The inactive Eden Prairie Flying Cloud landfill has leaks and needs a new cover -- but first it must have a new owner.
Sunday, Oct 11,2009, 1:32:47 PM Click:
The Minnesota Pollution Control Agency expects to take ownership of the Eden Prairie Flying Cloud landfill by the end of 2009, with plans to buy it a new $15 million cover in the next several years.
Closed in 1986, the 106-acre landfill on a bluff overlooking the Minnesota River was once a deep gravel pit. Owned over the years by BFI and Allied Waste, it is now in the hands of Republic Services.
The MPCA is in negotiations with Republic now and expects to have the property transferred to the state by the end of the year, said Peter Tiffany, engineer for the agency's closed landfill section.
MPCA Commissioner Paul Eger is expected to ask for money for the landfill's new cover in the agency's state bonding request, Tiffany said. The landfill must be owned by the state to be eligible for bond funding.
Overall, the landfill is in good shape, Tiffany told the Eden Prairie City Council last week. Monitoring wells show that volatile organic compound levels are dropping, which means the water inside the landfill is gradually getting cleaner, he said.
The cover is supposed to keep rainfall out of the landfill, allowing the garbage to dry up and preventing pollutants from leaching into the groundwater, Tiffany said.

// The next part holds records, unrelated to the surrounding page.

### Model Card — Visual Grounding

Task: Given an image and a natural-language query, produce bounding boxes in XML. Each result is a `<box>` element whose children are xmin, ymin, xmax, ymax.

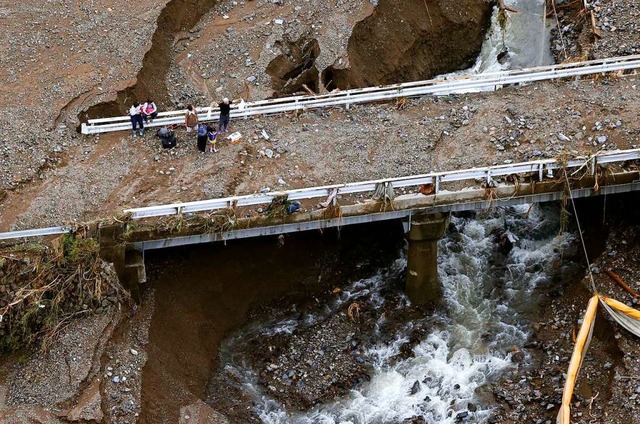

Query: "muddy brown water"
<box><xmin>139</xmin><ymin>221</ymin><xmax>405</xmax><ymax>423</ymax></box>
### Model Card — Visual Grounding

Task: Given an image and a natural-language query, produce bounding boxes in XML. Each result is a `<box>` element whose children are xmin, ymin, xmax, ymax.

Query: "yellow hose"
<box><xmin>557</xmin><ymin>295</ymin><xmax>599</xmax><ymax>424</ymax></box>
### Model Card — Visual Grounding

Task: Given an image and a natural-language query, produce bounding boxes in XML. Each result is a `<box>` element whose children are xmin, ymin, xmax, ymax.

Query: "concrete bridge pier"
<box><xmin>405</xmin><ymin>213</ymin><xmax>449</xmax><ymax>305</ymax></box>
<box><xmin>98</xmin><ymin>223</ymin><xmax>145</xmax><ymax>302</ymax></box>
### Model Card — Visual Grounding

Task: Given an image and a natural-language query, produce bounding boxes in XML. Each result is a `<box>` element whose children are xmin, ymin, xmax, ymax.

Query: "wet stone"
<box><xmin>456</xmin><ymin>411</ymin><xmax>469</xmax><ymax>420</ymax></box>
<box><xmin>410</xmin><ymin>380</ymin><xmax>420</xmax><ymax>395</ymax></box>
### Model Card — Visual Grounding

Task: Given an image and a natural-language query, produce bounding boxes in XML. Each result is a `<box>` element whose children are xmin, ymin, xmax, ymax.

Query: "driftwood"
<box><xmin>590</xmin><ymin>10</ymin><xmax>602</xmax><ymax>39</ymax></box>
<box><xmin>301</xmin><ymin>83</ymin><xmax>317</xmax><ymax>96</ymax></box>
<box><xmin>605</xmin><ymin>269</ymin><xmax>640</xmax><ymax>299</ymax></box>
<box><xmin>498</xmin><ymin>0</ymin><xmax>519</xmax><ymax>14</ymax></box>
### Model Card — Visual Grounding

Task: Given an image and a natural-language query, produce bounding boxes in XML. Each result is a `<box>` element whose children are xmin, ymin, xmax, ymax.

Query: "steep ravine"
<box><xmin>81</xmin><ymin>0</ymin><xmax>221</xmax><ymax>121</ymax></box>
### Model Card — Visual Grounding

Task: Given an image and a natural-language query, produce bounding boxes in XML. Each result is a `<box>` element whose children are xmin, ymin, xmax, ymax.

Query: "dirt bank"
<box><xmin>325</xmin><ymin>0</ymin><xmax>493</xmax><ymax>89</ymax></box>
<box><xmin>0</xmin><ymin>282</ymin><xmax>152</xmax><ymax>424</ymax></box>
<box><xmin>492</xmin><ymin>193</ymin><xmax>640</xmax><ymax>424</ymax></box>
<box><xmin>84</xmin><ymin>0</ymin><xmax>223</xmax><ymax>120</ymax></box>
<box><xmin>2</xmin><ymin>0</ymin><xmax>640</xmax><ymax>235</ymax></box>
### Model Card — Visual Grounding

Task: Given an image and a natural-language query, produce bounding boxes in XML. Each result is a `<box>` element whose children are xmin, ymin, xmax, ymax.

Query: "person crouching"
<box><xmin>142</xmin><ymin>99</ymin><xmax>158</xmax><ymax>123</ymax></box>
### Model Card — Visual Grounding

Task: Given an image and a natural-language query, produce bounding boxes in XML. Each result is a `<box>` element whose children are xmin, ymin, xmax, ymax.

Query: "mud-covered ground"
<box><xmin>1</xmin><ymin>0</ymin><xmax>640</xmax><ymax>423</ymax></box>
<box><xmin>0</xmin><ymin>290</ymin><xmax>153</xmax><ymax>424</ymax></box>
<box><xmin>2</xmin><ymin>0</ymin><xmax>640</xmax><ymax>234</ymax></box>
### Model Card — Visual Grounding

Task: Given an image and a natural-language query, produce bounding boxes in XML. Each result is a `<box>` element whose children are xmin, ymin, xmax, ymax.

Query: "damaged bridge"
<box><xmin>2</xmin><ymin>149</ymin><xmax>640</xmax><ymax>303</ymax></box>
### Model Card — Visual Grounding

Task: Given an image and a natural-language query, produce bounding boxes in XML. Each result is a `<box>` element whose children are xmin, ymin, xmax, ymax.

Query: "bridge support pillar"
<box><xmin>405</xmin><ymin>213</ymin><xmax>449</xmax><ymax>305</ymax></box>
<box><xmin>98</xmin><ymin>223</ymin><xmax>144</xmax><ymax>302</ymax></box>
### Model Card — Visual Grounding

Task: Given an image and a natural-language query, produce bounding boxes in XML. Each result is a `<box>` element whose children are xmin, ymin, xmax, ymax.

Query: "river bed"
<box><xmin>139</xmin><ymin>203</ymin><xmax>583</xmax><ymax>423</ymax></box>
<box><xmin>202</xmin><ymin>204</ymin><xmax>580</xmax><ymax>423</ymax></box>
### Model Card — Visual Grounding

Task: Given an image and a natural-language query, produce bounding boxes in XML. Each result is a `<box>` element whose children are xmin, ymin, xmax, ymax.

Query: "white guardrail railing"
<box><xmin>1</xmin><ymin>148</ymin><xmax>639</xmax><ymax>241</ymax></box>
<box><xmin>121</xmin><ymin>148</ymin><xmax>640</xmax><ymax>219</ymax></box>
<box><xmin>81</xmin><ymin>55</ymin><xmax>640</xmax><ymax>135</ymax></box>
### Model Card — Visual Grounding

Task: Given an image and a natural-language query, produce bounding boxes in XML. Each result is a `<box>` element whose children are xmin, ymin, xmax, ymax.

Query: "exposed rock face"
<box><xmin>323</xmin><ymin>0</ymin><xmax>494</xmax><ymax>90</ymax></box>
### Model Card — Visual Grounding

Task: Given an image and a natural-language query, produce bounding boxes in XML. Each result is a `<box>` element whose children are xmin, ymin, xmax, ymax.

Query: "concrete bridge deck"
<box><xmin>1</xmin><ymin>148</ymin><xmax>639</xmax><ymax>248</ymax></box>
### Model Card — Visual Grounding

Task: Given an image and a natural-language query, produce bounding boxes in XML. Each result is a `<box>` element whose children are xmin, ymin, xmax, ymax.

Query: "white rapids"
<box><xmin>221</xmin><ymin>205</ymin><xmax>575</xmax><ymax>423</ymax></box>
<box><xmin>448</xmin><ymin>0</ymin><xmax>554</xmax><ymax>78</ymax></box>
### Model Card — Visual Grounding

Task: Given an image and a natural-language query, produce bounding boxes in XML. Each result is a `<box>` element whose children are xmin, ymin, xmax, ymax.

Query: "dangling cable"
<box><xmin>563</xmin><ymin>168</ymin><xmax>598</xmax><ymax>293</ymax></box>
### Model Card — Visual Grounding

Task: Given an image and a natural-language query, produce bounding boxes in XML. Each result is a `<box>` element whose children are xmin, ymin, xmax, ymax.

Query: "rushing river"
<box><xmin>211</xmin><ymin>204</ymin><xmax>578</xmax><ymax>423</ymax></box>
<box><xmin>139</xmin><ymin>2</ymin><xmax>560</xmax><ymax>422</ymax></box>
<box><xmin>456</xmin><ymin>0</ymin><xmax>553</xmax><ymax>75</ymax></box>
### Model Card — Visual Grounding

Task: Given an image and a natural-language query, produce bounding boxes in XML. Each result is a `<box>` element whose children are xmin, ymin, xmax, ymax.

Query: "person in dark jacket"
<box><xmin>196</xmin><ymin>123</ymin><xmax>214</xmax><ymax>153</ymax></box>
<box><xmin>156</xmin><ymin>127</ymin><xmax>176</xmax><ymax>148</ymax></box>
<box><xmin>215</xmin><ymin>98</ymin><xmax>232</xmax><ymax>132</ymax></box>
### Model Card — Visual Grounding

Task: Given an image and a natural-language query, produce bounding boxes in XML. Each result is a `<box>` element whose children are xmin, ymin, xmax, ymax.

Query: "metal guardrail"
<box><xmin>1</xmin><ymin>148</ymin><xmax>639</xmax><ymax>241</ymax></box>
<box><xmin>122</xmin><ymin>148</ymin><xmax>640</xmax><ymax>219</ymax></box>
<box><xmin>0</xmin><ymin>226</ymin><xmax>72</xmax><ymax>241</ymax></box>
<box><xmin>131</xmin><ymin>180</ymin><xmax>640</xmax><ymax>251</ymax></box>
<box><xmin>80</xmin><ymin>55</ymin><xmax>640</xmax><ymax>135</ymax></box>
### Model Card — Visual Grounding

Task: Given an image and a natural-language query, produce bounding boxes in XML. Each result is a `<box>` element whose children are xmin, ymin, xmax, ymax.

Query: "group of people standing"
<box><xmin>129</xmin><ymin>100</ymin><xmax>158</xmax><ymax>138</ymax></box>
<box><xmin>184</xmin><ymin>98</ymin><xmax>235</xmax><ymax>153</ymax></box>
<box><xmin>129</xmin><ymin>97</ymin><xmax>237</xmax><ymax>153</ymax></box>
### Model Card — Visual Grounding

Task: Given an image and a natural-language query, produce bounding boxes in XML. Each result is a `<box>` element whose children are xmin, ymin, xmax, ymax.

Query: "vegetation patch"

But the landfill needs a new cover because the decomposing trash has settled, causing the existing clay-and-earth cover to crack and leaving places for water to pool instead of running off quickly, Tiffany said.
The current cover consists of 2 feet of compacted clay topped by a layer of sand, 18 inches of vegetative material and 6 inches of soil topped with growing grass. The MPCA would replace it with a synthetic liner topped by sand or a similar covering, vegetative material, soil and grass, Tiffany said.
When the new cover goes on, the state also will upgrade the landfill's gas recovery system, Tiffany said. A new cover will cost at least $15 million, he said.
The MPCA monitors 112 closed landfills around the state, using money from three sources: a solid-waste tax applied to individual garbage bills, general obligation state bonds and funds from insurance policies that landfill operators took out during the 1970s. Through legal action with the insurance companies, the agency has collected about $100 million, Tiffany said.
When the state takes over a landfill, it accepts responsibility for maintenance and monitoring but not for liability, he said.
The bottom of the Flying Cloud landfill is not lined, and some contaminants are leaking out to the Minnesota River nearby, Tiffany said. The MPCA is not concerned that any underground aquifer contamination could occur from the landfill, he said.
Asked by Eden Prairie City Council Member Ron Case if landfill leaks could be contributing to the destabilization of the bluff slope and riverbank below, Tiffany said he doubted it because the landfill is well west of the erosion point along the riverbank. A black substance oozing out of the bluff is decayed vegetation that is not related to the landfill, he said.
Tiffany said the landfill holds 8 million cubic yards of waste that can never be moved. The closest homeowners are 800 feet away from the landfill, and they have no reason to be concerned about it, Tiffany said.
The agency was approached by a developer who wanted to build a golf course on the landfill. But with 80 to 100 gas extraction wells on the site, the land is not likely ever to be used for other purposes, Tiffany said.